Au Moyen-Orient, la doctrine gaullienne du « juste équilibre » entre Israël et le monde arabe, la défense du droit des peuples à disposer d’eux-mêmes et la critique des interventions unilatérales garderaient toute leur pertinence. De Gaulle aurait plaidé pour une solution politique, la reconnaissance de deux États et le respect du droit international, sans alignement systématique sur Washington ou Moscou.
ONU et institutions internationales : réforme ou contournement ?
Face à l’impuissance de l’ONU, de Gaulle aurait sans doute appelé à une réforme profonde du Conseil de sécurité, à l’élargissement du cercle des grandes puissances, et à la défense du droit de veto comme garantie de l’équilibre mondial. Mais il n’aurait pas hésité à contourner les blocages, en multipliant les initiatives bilatérales et régionales.
III. Les outils du gaullisme aujourd’hui
La diplomatie de l’équilibre et des alliances souples
Dans un monde multipolaire, la France gaullienne privilégierait une diplomatie agile, fondée sur la diversification des partenariats : Europe, Afrique, Asie, monde arabe, Amérique latine. Elle chercherait à jouer un rôle de médiateur, à promouvoir la paix et la stabilité, tout en défendant ses intérêts vitaux.
La force de dissuasion : actualité et limites
La dissuasion nucléaire, pilier de l’indépendance stratégique voulue par de Gaulle, resterait centrale. Mais elle devrait être repensée à l’heure des menaces hybrides, du cyber et de la prolifération. La France pourrait proposer une « dissuasion partagée » à l’échelle européenne, tout en conservant la maîtrise ultime de sa force de frappe.
La voix singulière de la France
De Gaulle croyait à la « grandeur » de la France, non par nostalgie, mais par conviction que le monde a besoin de voix indépendantes. Aujourd’hui, cette singularité passerait par la défense du droit international, la lutte contre l’arbitraire, la promotion des droits humains et la capacité à dire non à l’unilatéralisme, d’où qu’il vienne.

- Les défis contemporains à la lumière du gaullisme
La crise du multilatéralisme et le retour des puissances
La fragmentation du système international, la montée des puissances régionales et la tentation du repli nationaliste rappellent le contexte des années 1960. De Gaulle aurait sans doute plaidé pour une Europe forte, capable de parler d’une seule voix, mais sans renoncer à sa souveraineté. Il aurait mis en garde contre la soumission aux intérêts américains ou chinois, tout en refusant l’illusion d’une autarcie française.
L’avenir du droit international : réforme, contournement ou dépassement ?
Face à la crise du droit international, de Gaulle aurait sans doute proposé une réforme ambitieuse des institutions, mais aussi une politique du fait accompli lorsque l’intérêt national l’exige. Il aurait privilégié le dialogue, la négociation, la médiation, mais sans naïveté sur la réalité des rapports de force.
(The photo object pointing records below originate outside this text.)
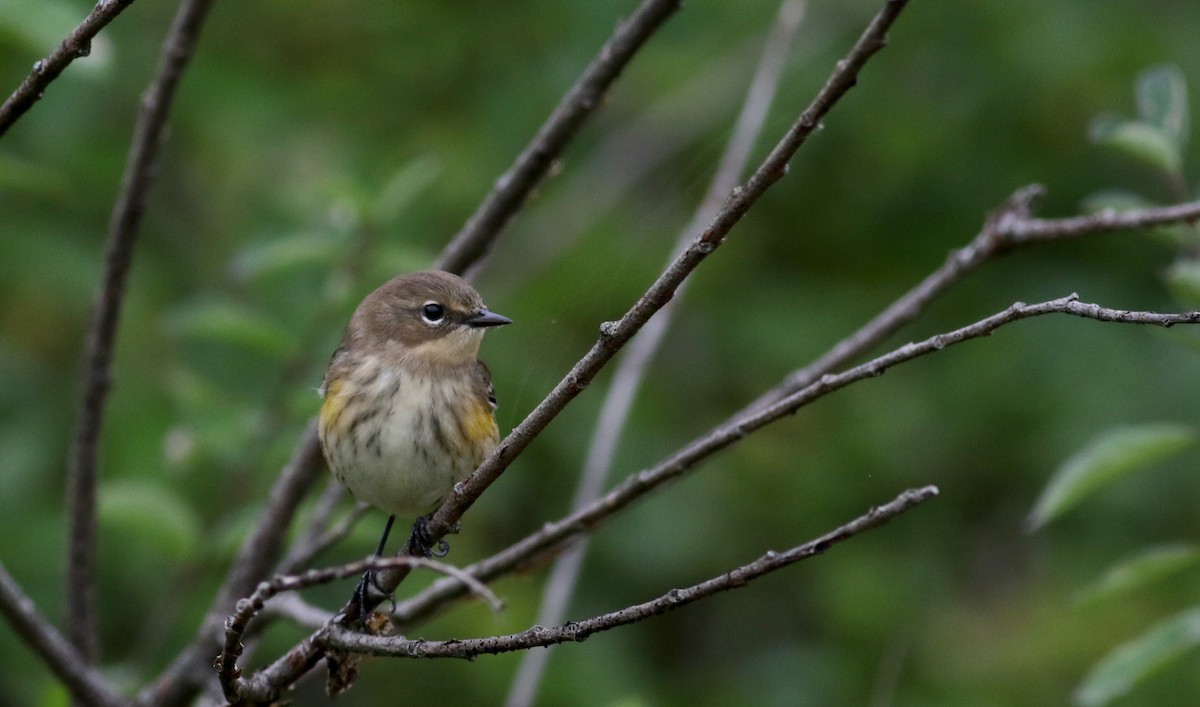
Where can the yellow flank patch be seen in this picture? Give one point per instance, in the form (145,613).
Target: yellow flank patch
(480,425)
(335,402)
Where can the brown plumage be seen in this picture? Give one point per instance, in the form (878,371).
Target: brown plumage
(408,408)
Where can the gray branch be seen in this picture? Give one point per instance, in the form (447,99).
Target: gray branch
(123,232)
(345,640)
(581,101)
(76,45)
(552,534)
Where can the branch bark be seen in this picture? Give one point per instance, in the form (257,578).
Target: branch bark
(1009,227)
(581,101)
(741,425)
(123,232)
(345,640)
(631,369)
(84,683)
(76,45)
(615,335)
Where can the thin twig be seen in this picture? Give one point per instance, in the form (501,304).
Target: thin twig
(1017,231)
(400,647)
(303,657)
(1009,227)
(123,232)
(247,609)
(615,335)
(738,426)
(84,683)
(259,551)
(531,167)
(76,45)
(633,366)
(175,685)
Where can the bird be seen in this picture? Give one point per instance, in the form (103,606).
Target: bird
(409,408)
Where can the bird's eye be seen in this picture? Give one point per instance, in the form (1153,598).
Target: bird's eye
(432,312)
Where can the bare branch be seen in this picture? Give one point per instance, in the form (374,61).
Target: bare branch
(616,334)
(1017,231)
(737,427)
(259,551)
(581,101)
(631,369)
(84,683)
(1008,227)
(123,232)
(346,640)
(76,45)
(238,689)
(305,654)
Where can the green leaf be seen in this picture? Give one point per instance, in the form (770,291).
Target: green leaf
(1163,102)
(402,189)
(1132,663)
(149,514)
(234,324)
(1110,456)
(1140,570)
(282,256)
(1183,279)
(1139,139)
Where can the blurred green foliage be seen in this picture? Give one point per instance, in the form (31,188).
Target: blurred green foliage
(317,149)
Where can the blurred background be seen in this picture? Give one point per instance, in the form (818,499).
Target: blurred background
(317,149)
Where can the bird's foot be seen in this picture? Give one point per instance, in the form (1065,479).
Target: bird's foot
(420,541)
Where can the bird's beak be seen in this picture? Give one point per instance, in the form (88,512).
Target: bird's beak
(486,318)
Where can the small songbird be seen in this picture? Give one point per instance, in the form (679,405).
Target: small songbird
(409,408)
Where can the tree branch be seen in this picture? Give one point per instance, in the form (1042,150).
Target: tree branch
(123,232)
(174,685)
(305,654)
(737,427)
(1008,227)
(259,551)
(235,688)
(84,683)
(345,640)
(616,334)
(76,45)
(581,101)
(633,366)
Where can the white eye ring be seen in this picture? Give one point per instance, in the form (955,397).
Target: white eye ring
(433,313)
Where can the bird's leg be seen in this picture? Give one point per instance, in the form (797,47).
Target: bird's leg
(366,581)
(420,543)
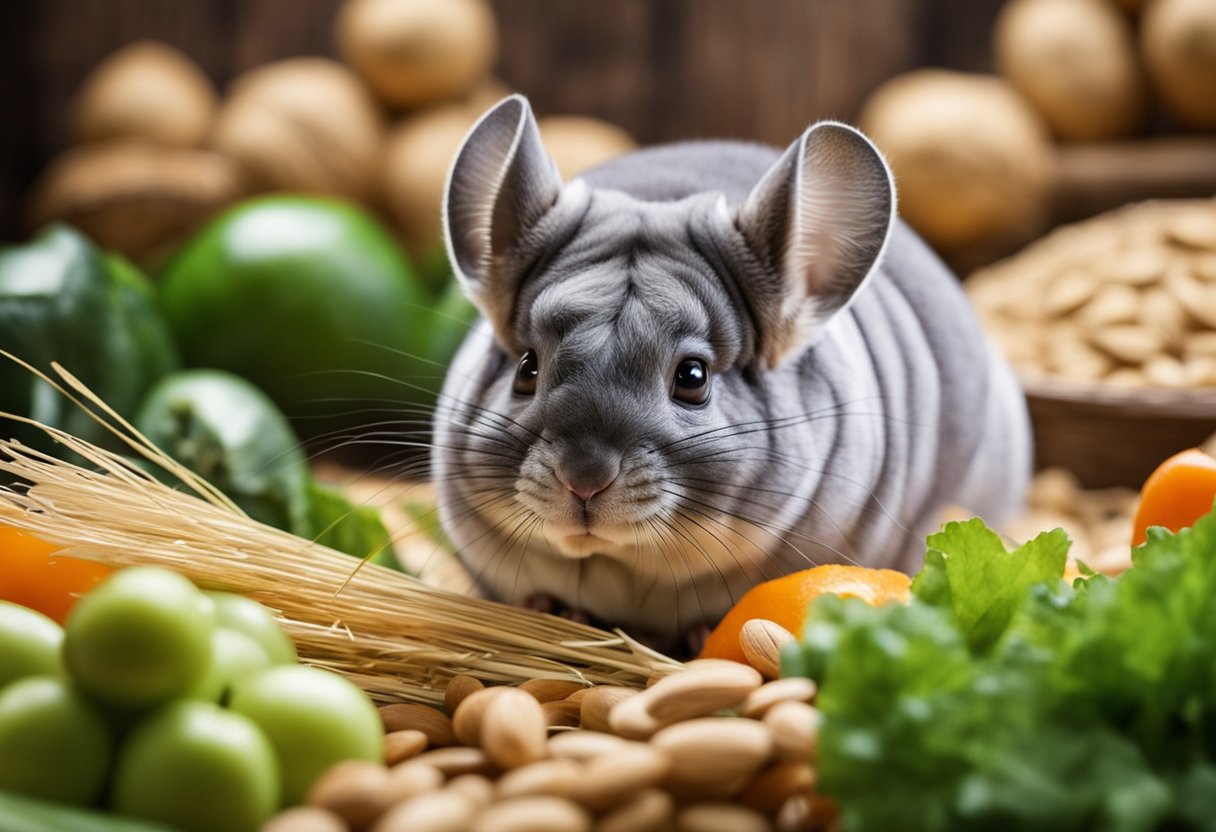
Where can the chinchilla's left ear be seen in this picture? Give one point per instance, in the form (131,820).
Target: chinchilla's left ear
(501,183)
(817,224)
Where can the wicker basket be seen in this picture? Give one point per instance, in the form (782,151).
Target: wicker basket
(1109,436)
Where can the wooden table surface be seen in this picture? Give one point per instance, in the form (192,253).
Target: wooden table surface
(664,69)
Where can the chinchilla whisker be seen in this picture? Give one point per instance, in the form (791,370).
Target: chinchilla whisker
(450,400)
(767,528)
(781,537)
(687,512)
(669,555)
(808,420)
(691,539)
(524,541)
(504,554)
(682,516)
(871,495)
(794,419)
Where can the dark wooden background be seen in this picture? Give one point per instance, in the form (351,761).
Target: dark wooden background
(662,68)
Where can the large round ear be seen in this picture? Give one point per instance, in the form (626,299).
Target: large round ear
(817,223)
(501,183)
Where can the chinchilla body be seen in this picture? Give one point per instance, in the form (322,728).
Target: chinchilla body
(702,366)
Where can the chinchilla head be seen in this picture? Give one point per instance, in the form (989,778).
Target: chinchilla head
(595,437)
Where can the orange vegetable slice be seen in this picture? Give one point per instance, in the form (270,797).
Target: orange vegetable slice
(784,601)
(31,574)
(1180,492)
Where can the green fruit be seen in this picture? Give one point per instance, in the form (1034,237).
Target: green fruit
(54,745)
(29,644)
(234,657)
(446,324)
(309,298)
(197,768)
(314,719)
(141,637)
(236,612)
(231,434)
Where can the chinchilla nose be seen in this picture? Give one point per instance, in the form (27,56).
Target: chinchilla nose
(586,472)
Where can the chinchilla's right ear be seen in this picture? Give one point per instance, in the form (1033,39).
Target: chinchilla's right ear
(501,183)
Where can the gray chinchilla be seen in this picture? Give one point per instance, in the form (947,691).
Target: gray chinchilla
(702,366)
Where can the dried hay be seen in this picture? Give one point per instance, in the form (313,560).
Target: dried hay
(395,636)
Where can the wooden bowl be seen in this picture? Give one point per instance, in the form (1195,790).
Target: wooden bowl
(1113,436)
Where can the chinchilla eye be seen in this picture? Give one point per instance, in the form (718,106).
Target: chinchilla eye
(691,383)
(527,372)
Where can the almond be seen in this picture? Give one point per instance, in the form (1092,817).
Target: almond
(411,779)
(611,779)
(584,745)
(699,691)
(597,702)
(1069,292)
(1131,343)
(469,713)
(435,811)
(1138,266)
(770,790)
(761,642)
(455,760)
(715,753)
(459,687)
(355,791)
(476,787)
(534,814)
(550,690)
(795,815)
(795,731)
(513,729)
(1194,230)
(562,713)
(797,689)
(407,715)
(400,746)
(558,777)
(720,818)
(649,811)
(629,718)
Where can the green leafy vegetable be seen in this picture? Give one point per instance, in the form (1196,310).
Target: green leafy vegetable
(1002,697)
(969,571)
(63,301)
(356,530)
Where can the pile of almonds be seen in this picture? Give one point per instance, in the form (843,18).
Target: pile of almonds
(1098,521)
(710,747)
(1127,298)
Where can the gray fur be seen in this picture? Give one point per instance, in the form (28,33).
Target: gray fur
(836,438)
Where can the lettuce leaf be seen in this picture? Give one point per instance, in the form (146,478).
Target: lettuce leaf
(969,572)
(1001,697)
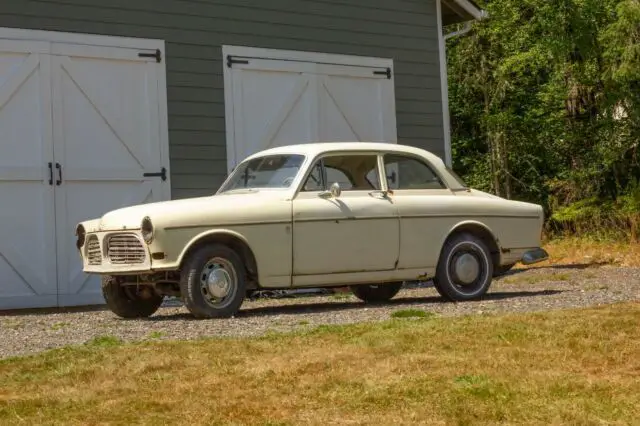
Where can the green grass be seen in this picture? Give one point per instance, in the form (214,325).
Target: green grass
(564,367)
(411,313)
(157,334)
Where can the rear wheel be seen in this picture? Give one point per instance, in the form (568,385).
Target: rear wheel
(130,301)
(213,283)
(379,293)
(465,269)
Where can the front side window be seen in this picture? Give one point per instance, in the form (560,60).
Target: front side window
(406,172)
(272,172)
(357,172)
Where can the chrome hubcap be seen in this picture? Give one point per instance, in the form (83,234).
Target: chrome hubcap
(467,268)
(218,282)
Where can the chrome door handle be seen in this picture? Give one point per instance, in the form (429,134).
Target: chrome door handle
(378,194)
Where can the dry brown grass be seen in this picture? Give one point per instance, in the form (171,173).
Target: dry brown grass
(583,251)
(579,367)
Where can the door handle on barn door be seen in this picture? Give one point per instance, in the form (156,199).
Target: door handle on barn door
(59,167)
(162,174)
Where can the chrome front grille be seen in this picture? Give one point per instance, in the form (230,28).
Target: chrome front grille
(94,254)
(125,249)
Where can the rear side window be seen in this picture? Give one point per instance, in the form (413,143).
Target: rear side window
(406,172)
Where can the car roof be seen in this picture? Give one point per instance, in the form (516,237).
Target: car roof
(316,148)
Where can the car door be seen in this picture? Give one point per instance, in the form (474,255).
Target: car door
(357,231)
(425,206)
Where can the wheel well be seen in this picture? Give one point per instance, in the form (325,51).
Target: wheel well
(484,234)
(237,245)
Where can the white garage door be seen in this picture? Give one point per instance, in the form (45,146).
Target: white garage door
(276,98)
(84,128)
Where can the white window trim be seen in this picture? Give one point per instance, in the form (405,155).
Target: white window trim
(444,86)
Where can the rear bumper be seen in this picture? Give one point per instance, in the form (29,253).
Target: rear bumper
(534,256)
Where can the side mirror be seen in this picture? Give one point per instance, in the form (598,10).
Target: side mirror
(333,192)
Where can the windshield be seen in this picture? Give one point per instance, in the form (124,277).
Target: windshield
(271,171)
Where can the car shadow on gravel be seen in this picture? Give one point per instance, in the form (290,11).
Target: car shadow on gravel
(568,266)
(330,306)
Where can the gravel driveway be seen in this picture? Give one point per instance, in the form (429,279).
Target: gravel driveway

Le défi de la légitimité et de l’exemplarité
De Gaulle savait que la crédibilité d’un pays repose autant sur sa puissance que sur son exemplarité. La France, pour peser, doit rester fidèle à ses principes, défendre l’État de droit, la justice internationale et la solidarité avec les peuples opprimés. C’est à ce prix qu’elle pourra continuer à jouer un rôle singulier sur la scène mondiale.
Conclusion
Que ferait de Gaulle aujourd’hui, face à la crise du droit international ? Il rappellerait sans doute que la souveraineté n’est pas un repli, mais la condition de l’indépendance et de la liberté. Il prônerait une diplomatie d’équilibre, une défense ferme des principes, mais aussi une capacité d’adaptation et de dialogue. Face à la tentation du cynisme ou de la résignation, il inviterait la France et l’Europe à retrouver confiance en elles-mêmes, à innover, à oser, à parler haut et fort pour la paix, la justice et la liberté.